Personal information
- Full name: Stephen George Russell
- Born: 13 March 1945 (age 81) Sutton, Surrey, England
- Batting: Right-handed
- Bowling: Right-arm fast-medium

Domestic team information
- 1965–1967: Cambridge University
- 1967: Surrey

Career statistics
| Competition | First-class |
| Matches | 35 |
| Runs scored | 203 |
| Batting average | 5.48 |
| 100s/50s | 0/0 |
| Top score | 21* |
| Balls bowled | 4,752 |
| Wickets | 76 |
| Bowling average | 32.63 |
| 5 wickets in innings | 4 |
| 10 wickets in match | 0 |
| Best bowling | 5/41 |
| Catches/stumpings | 12/– |
- Source: Cricinfo, 17 October 2016

= Stephen Russell (cricketer) =

English cricketer and businessman

Stephen George Russell (born 13 March 1945) is a retired English first-class cricket player and businessman.

Russell attended Tiffin School before going up to Trinity Hall, Cambridge. Opening the bowling and showing "commendable control at a lively pace", he won his cricket Blue for Cambridge University in 1965 and took 4 for 50 and 4 for 32 against Oxford University.

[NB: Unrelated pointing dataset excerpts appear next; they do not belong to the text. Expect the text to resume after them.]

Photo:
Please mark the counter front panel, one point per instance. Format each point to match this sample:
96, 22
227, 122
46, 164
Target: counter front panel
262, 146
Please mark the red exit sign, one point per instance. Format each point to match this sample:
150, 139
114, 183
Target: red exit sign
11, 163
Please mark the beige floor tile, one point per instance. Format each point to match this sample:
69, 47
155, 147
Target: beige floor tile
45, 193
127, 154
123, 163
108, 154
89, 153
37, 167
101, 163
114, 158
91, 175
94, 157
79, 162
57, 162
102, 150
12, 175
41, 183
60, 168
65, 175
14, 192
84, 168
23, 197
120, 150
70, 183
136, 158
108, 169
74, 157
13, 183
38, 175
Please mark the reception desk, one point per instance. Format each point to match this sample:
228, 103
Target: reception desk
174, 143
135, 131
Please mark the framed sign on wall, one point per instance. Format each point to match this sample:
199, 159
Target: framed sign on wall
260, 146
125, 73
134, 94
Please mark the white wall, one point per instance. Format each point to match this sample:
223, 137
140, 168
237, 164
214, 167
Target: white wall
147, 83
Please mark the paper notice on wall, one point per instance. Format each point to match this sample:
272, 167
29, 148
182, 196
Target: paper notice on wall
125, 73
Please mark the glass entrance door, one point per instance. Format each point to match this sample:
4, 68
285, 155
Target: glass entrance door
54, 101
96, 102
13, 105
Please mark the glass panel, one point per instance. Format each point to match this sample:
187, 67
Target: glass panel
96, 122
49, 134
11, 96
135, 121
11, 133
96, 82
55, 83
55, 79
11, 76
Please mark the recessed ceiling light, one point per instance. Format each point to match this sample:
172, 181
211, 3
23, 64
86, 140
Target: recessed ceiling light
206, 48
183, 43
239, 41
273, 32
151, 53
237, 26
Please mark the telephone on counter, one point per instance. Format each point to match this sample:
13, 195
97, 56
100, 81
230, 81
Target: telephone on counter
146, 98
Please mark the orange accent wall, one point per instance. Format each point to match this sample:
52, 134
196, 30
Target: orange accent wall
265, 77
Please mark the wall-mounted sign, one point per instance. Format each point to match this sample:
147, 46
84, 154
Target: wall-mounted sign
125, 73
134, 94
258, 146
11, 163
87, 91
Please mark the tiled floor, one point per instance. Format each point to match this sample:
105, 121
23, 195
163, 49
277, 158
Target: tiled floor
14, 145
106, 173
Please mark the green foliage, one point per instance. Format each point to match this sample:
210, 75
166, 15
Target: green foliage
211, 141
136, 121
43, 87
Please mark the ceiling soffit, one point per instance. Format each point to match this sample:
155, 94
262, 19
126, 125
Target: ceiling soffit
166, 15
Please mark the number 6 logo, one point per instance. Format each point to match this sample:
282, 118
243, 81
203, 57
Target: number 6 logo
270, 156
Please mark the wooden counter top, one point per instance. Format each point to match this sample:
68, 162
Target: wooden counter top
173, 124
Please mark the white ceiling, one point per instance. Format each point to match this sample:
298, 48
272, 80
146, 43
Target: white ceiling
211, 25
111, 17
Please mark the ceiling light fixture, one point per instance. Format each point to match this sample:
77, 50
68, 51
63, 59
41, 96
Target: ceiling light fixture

He had his best season in 1966, taking 41 wickets in 14 first-class matches for Cambridge at an average of 25.24. In Cambridge's sole victory that year, over Scotland, he took 3 for 49 and 5 for 41, including the first four wickets in Scotland's second innings, and then, coming in to bat at his usual position of number 11 with Cambridge needing 42 runs to win, he stayed with Rupert Roopnaraine while the runs were scored. He took 5 for 60 against Oxford, but Cambridge lost by an innings.

Russell "proved an inspiring captain" for Cambridge in 1967, but was less successful as a bowler, taking 19 wickets in 11 matches at an average of 44.26. He played one match for Surrey at the end of the season, taking two wickets.

He went into business, and was a director of Boots UK.